Using Spring Boot 2.7.7. I have the following service:
@Service
public class MyService
{
...
@PreAuthorize("hasAuthority(\"SCOPE_s1\")")
public void service (...)
{
...
}
...
}
When I call it via the Spring Cloud Gateway, I have the following gateway log file:
my-gateway | 2023-08-09 16:31:23.254 DEBUG 1 --- [or-http-epoll-3] ebSessionServerSecurityContextRepository : Found SecurityContext 'SecurityContextImpl [Authentication=OAuth2AuthenticationToken [Principal=Name: ..., Granted Authorities: [[..., SCOPE_s1]], User Attributes: [{sub=..., previous_logon_time=null, email_verified=true, user_name=..., origin=..., iss=..., given_name=..., nonce=, client_id=..., aud=[...], zid=..., user_id=..., grant_type=authorization_code, azp=..., scope=["openid"], auth_time=..., name=..., exp=..., family_name=..., iat=..., email=..., jti=..., rev_sig=..., cid=...}], Credentials=[PROTECTED], Authenticated=true, Details=null, Granted Authorities=[..., SCOPE_s1]]]' in WebSession: 'org.springframework.web.server.session.InMemoryWebSessionStore$InMemoryWebSession@57b70b82'
The microservice behind the gateway log file displays the following:
myservice | 2023-08-09 16:31:23.260 DEBUG 1 --- [nio-9000-exec-3] o.s.security.web.FilterChainProxy : Securing GET /myendpoint
myservice | 2023-08-09 16:31:23.260 DEBUG 1 --- [nio-9000-exec-3] s.s.w.c.SecurityContextPersistenceFilter : Set SecurityContextHolder to empty SecurityContext
myservice | 2023-08-09 16:31:23.272 DEBUG 1 --- [nio-9000-exec-3] o.s.s.o.s.r.a.JwtAuthenticationProvider : Authenticated token
myservice | 2023-08-09 16:31:23.272 DEBUG 1 --- [nio-9000-exec-3] .o.s.r.w.BearerTokenAuthenticationFilter : Set SecurityContextHolder to JwtAuthenticationToken [Principal=org.springframework.security.oauth2.jwt.Jwt@125d50b0, Credentials=[PROTECTED], Authenticated=true, Details=WebAuthenticationDetails [RemoteIpAddress=172.19.0.4, SessionId=null], Granted Authorities=[]]

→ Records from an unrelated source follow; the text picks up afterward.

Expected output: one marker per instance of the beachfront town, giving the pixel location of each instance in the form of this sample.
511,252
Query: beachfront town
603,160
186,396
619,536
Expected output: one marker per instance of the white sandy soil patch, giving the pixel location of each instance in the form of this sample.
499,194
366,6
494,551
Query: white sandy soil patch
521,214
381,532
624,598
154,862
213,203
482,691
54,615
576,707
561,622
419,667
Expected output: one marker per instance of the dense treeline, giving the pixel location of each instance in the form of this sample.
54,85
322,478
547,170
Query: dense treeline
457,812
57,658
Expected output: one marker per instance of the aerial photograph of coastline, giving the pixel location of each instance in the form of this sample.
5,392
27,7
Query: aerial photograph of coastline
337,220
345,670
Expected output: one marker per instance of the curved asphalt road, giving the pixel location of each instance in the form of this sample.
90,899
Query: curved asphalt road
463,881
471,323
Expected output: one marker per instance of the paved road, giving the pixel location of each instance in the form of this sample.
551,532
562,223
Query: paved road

myservice | 2023-08-09 16:31:23.273 DEBUG 1 --- [nio-9000-exec-3] o.s.s.w.a.i.FilterSecurityInterceptor : Failed to authorize filter invocation [GET /myendpoint...] with attributes [hasAuthority('SCOPE_s1')]
myservice | 2023-08-09 16:31:23.274 DEBUG 1 --- [nio-9000-exec-3] s.s.w.c.SecurityContextPersistenceFilter : Cleared SecurityContextHolder to complete request
So, the security context seems to be okay in the gateway but once in the microservice behind the gateway the security context has an empty authorities list and the authorization fails. This is how the gateway is configured:
spring:
cloud:
gateway:
routes:
- id: myendpoint
uri: http://.../myendpoint ...
predicates:
- Path=/myendpoint...
filters:
- TokenRelay=
- RemoveRequestHeader=Cookie
What am I doing wrong here ? Many thanks in advance for any help. Kind regards, Nicolas
Comment From: nicolasduminil
Is anyone concerned please ?
Comment From: jzheaux
Hi, @nicolasduminil! Sorry that you are having trouble and for the delay in my response. I don't have enough information to determine if it is a bug or not based on your description. Can you please produce a minimal, sample application and share it (for example as a GitHub repo or a zip file)?
In the meantime, I wonder if you have correctly used the @EnableMethodSecurity annotation to activate method security. A sample might confirm that one way or another.
Comment From: spring-projects-issues
If you would like us to look at this issue, please provide the requested information. If the information is not provided within the next 7 days this issue will be closed.
Comment From: spring-projects-issues
Closing due to lack of requested feedback. If you would like us to look at this issue, please provide the requested information and we will re-open the issue.